Three and a half ways with Lamba and VPC.

A few tricks for mitigating cold starts in VPC.

Published in

DevicePilot

4 min readApr 29, 2018

These days we’re a serverless company. But we weren’t always. And like many migrants from the stability of EC2 and Containers to the new world that is Lambda, we fared the rocky seas of needing to access resources in a VPC.

One of the first things any developer investigating Lambda will discover is that there are such things are colds starts; an extra latency when you’ve caught AWS off guard and they needed to spin-up another instance of your function. If your function lives in a VPC, however, these cold starts can be positively arctic (think five to ten seconds).

But you’ve decided to go serverless, and you’ve learnt enough from Netscape not to just burn everything to the ground and start again- and so you need a way to mitigate the damage until you’ve kicked the VPC habit.

Approach One: Put Up.

It might seem a bit flippant, but under a lot of typical load patterns a cold start is very much the exception, not the rule.
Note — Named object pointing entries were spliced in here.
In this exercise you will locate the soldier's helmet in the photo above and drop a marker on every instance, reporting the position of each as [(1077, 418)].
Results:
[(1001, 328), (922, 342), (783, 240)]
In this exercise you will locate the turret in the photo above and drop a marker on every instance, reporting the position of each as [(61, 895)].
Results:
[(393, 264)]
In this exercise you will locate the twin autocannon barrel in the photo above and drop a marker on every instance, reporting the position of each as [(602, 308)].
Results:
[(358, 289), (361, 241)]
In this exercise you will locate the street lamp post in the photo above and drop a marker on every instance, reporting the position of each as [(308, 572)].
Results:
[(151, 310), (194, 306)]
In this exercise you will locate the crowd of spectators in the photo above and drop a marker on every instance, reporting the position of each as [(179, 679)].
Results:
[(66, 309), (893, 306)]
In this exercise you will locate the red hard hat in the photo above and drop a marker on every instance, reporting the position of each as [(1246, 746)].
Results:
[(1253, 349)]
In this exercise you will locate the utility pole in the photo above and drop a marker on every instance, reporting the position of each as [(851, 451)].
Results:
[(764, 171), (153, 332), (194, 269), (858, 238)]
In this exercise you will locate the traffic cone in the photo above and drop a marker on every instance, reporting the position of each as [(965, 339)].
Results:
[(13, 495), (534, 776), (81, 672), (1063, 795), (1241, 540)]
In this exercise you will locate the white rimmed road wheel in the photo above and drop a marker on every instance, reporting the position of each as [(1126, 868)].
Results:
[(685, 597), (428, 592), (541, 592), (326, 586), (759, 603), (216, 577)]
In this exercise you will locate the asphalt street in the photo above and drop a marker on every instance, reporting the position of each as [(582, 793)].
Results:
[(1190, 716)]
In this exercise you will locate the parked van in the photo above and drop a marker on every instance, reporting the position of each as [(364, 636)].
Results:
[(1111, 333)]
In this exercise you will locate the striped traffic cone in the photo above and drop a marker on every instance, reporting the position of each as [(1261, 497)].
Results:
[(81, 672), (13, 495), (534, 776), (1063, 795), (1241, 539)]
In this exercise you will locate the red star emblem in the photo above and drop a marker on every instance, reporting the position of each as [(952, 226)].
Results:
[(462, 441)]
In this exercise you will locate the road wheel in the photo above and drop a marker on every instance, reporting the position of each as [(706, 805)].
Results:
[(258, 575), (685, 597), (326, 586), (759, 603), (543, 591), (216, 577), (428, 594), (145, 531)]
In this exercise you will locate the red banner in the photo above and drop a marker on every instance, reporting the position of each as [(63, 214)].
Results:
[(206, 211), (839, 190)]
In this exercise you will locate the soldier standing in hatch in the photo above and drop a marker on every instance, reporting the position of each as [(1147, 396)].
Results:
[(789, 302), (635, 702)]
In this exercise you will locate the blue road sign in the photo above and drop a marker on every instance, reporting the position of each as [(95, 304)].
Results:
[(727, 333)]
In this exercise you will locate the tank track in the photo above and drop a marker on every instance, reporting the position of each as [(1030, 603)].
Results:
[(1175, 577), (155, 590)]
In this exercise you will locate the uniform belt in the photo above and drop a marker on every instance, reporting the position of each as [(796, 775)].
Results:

And sure, if you’re Amazon then 100ms might well cost you 1%, but for a lot of web applications your average user is going to forgive the odd action that seems sluggish.

For a lot of our VPC hosted functions we found we could just hide any exceptional loading times in the UI. As long as something is happening on the screen (from a spinning wheel, to a ‘I’m working on it’ button), the application still felt reactive enough for our users.

Approach Two: Make a Proxy Bet.

Cold starts are a numbers game. You lose if the number of ‘warm’ lambda instances swimming in your VPC pool is less than the instantaneous concurrency required. To improve your chances of winning, you need to maintain a healthy population.

AWS kills off lambda instances for a few reasons. The most common reason is because they haven’t been used for a while (anecdotally this is around 45 minutes, however the real number is kept in a safe in AWS headquarters that only Jeff has the code to). Therefore the more you can keep active at any one time, the faster life will be.

The problem is, the more lambdas you have that need access to a VPC, the more concurrency you have to reserve. You might want to make sure 100 people can log-in at any one time, but keeping 100 lambdas warm just in case will be hard.

You can improve you chances by routing all your VPC resource requests through a single “proxy” lambda. Now instead of needing there to be enough VPC-hosted lambdas per function, you “only” need enough of the proxy for the whole of your application.

Although we found it more effort than it was worth, it also gives you an advantage if you’re so inclined to use the ‘ping’ trick (where every minute or so you send a concurrent set of quick short-circuited invocations in an attempt to beg AWS not to kill your instances). However, it doesn’t matter what you do, every good lambda goes to heaven eventually.

Approach Three: Get Asynchronous

Once you’ve hidden everything you can in the UI, and played your chances with a proxy; you might also consider just how synchronous you need to be about things. Much like a cat in a box, a cold-start latency only really exists if you’re watching. If you’re processing a Kinesis stream, or responding to an SNS call, then, frankly, who cares if every once in a while you take a few seconds rather than milliseconds.

For many updating operations, it can be enough to have your lambda call into the proxy with the ‘Event’ invocation type. This invokes the lambda asynchronously; allowing you to return the expected outcome, without hanging around to make sure you’re right. Of course, this won’t always be suitable, but you’d be surprised how often it is!

Unapproach Four: Open Up

If you can’t go over it, you’ll have to go through it. The fact is, nothing in AWS needs to be in a VPC. It’s just amazingly good practice for a lot of their ‘instance-based’ offerings. If you want to, you can make your ElastiCache instance available to the world wide web; taking it, and your lambda, out the VPC all together.

We never did this. Typically I live by the maxim that AWS can afford people much better at my job than me, and therefore I shouldn’t assume that I can somehow defend my resources better than they can without a considerable effort. But if you think you can do it safely, then I guess that’s a solution.

While I would always recommend iterating to path where you no longer need a VPC gated service in your life; with a few tricks it is more than possible to make it through a migration period without feeling too much pain.